What is an European Article Number? (EAN)

EAN stands for European Article Number, a unique identifier for European products. The EAN ensures products are instantly recognizable, acting as an essential product management tool for retailers, manufacturers, and warehouses. Identifying numbers and bar codes enables your supply chain to run smoothly at all product touch points. Here, we look at the EAN and the important role it plays when selling products.

1. Defining an EAN

The EAN is the predecessor of the GTIN (Global Trade Item Number). The EAN/UPC family of symbols is the most widely used GS1 barcode, suitable for point-of-sale (POS). They improve efficiency in the high-volume scanning environment and are designed for use in GTIN and Restricted Circulation Numbers (RCN). Additionally, they are used for coupons, and in-store code applications.

EAN/UPC barcodes are also used in distribution/logistics environments and they both have GTINs encoded in their bar codes. For the codes to scan at POS, they must have a GS1 assigned Company Prefix, which is the organization that sets the global standards for item/shipment identification.

2. What separates an EAN from other product codes?

An EAN is really just the European alternative to the UPC or Universal Product Code. Primarily, the UPC is used in the U.S. and Canada, and EANs are used throughout the rest of the world. UPCs have 12 digits, while EANs have 13, as they require an additional country code. Essentially, the EAN was introduced when demand in Europe, Asia, and Australia grew exponentially.

Consequently, EANs were added to the front of the barcode to expand code availability.

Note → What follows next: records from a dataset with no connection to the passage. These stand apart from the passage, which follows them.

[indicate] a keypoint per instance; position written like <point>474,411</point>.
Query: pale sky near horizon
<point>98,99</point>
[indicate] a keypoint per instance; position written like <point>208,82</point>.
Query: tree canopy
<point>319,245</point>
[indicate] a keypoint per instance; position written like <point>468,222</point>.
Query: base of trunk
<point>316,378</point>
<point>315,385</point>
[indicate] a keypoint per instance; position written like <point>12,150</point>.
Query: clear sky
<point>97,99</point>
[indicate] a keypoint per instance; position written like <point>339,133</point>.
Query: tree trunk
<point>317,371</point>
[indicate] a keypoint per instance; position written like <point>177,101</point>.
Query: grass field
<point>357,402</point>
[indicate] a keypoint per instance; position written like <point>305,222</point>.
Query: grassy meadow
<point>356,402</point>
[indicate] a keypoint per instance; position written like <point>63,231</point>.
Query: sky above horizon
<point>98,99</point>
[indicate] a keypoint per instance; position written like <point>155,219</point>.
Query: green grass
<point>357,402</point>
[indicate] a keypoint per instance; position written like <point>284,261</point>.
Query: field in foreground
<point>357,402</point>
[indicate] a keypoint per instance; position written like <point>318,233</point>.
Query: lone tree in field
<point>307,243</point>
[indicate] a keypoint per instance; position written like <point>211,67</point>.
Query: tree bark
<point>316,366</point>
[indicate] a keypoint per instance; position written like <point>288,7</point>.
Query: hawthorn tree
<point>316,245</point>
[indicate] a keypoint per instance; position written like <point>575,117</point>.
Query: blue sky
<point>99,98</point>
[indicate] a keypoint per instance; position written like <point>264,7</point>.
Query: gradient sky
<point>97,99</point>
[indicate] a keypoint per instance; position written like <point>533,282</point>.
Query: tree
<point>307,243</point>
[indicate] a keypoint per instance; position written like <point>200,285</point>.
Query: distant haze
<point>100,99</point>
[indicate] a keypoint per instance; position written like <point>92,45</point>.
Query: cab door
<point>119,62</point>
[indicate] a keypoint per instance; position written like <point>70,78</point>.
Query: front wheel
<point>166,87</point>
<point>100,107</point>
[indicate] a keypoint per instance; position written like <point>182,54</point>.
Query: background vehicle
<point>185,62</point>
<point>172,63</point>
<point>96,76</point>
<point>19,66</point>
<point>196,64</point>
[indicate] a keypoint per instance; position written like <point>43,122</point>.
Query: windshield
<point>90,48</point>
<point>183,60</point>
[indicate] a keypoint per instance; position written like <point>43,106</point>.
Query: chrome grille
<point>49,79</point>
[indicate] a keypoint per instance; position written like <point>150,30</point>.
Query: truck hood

In turn, they have 13 digits instead of 12. Further, the U.S. and Canada bar codes have a country code of zero that doesn’t appear under the barcode. In addition, the zero isn’t entered in the U.S. and Canadian Inventory Point of Sale systems.

3. A brief history of EAN

Before looking at the history of the EAN, we first need to consider how the UPC came about. Originally, it was designed for U.S. grocers enabling cashiers to easily scan large purchases of multiple items across multiple categories instantly. In addition, it served as an inventory and tracking tool. In the U.S., the UPC had 12 digits and a symbol with the left half composed of “odd” parity characters and the right side of “even” parity characters.

These characters were assigned two bars and two spaces, requiring seven modules. The odd parity is the printed representation of the numeric digit with an odd number of dark modules, while the even parity has an even number of dark modules. The bar code provides both human-readable numbers cashiers can enter manually if they run into scanning issues and the scannable bar symbol.

A Breakdown of the UPC

A UPC consists of the “Company Prefix,” the first six to nine digits assigned by a GS1 to identify the company for each of their products. There are then the “product numbers” to identify the individual item. The twelfth character is the “check digit,” which is determined using a mathematical calculation for the first 11 digits of the UPC code.

The Arrival of the EAN

Over time, Europe realized the efficiency the UPC offered and decided to adopt the same system. However, because of the many countries involved, they elected to add an additional number. The EAN encoded the left half of the symbol with three characters of even parity and three characters of odd parity so they could be arranged in various patterns to represent each country code. This is the first three digits of the EAN, indicating where the manufacturer registered the bar codes. The next numbers are the Company Prefix, and the last is the Check Digit.

4. Do you need an EAN?

If you are unsure which code you need, it is always best to consider what your chosen marketplace prefers. For instance, online sellers must include a product identifier to trade on online marketplaces such as Amazon, eBay, and Google.

The GTIN ensures your products are identified correctly while also reducing unnecessary risks that impact your eBay, Amazon or Google product listings. Also, if you are selling online, although you might not need to include the EAN code on your label when shipping directly to your customers, these marketplaces do insist you use them in the product details.

Managing a large inventory of products and selling in multiple marketplaces becomes a lot easier, thanks to EANs and UPCs. Additionally, you can ensure you remain compliant with marketplace requirements to ensure you remain eligible to list and sell on the channels your customers expect to find you.

If you find all of this information overwhelming, you can improve the way you manage product information and how you push products to each marketplace using product information management software, or PIM.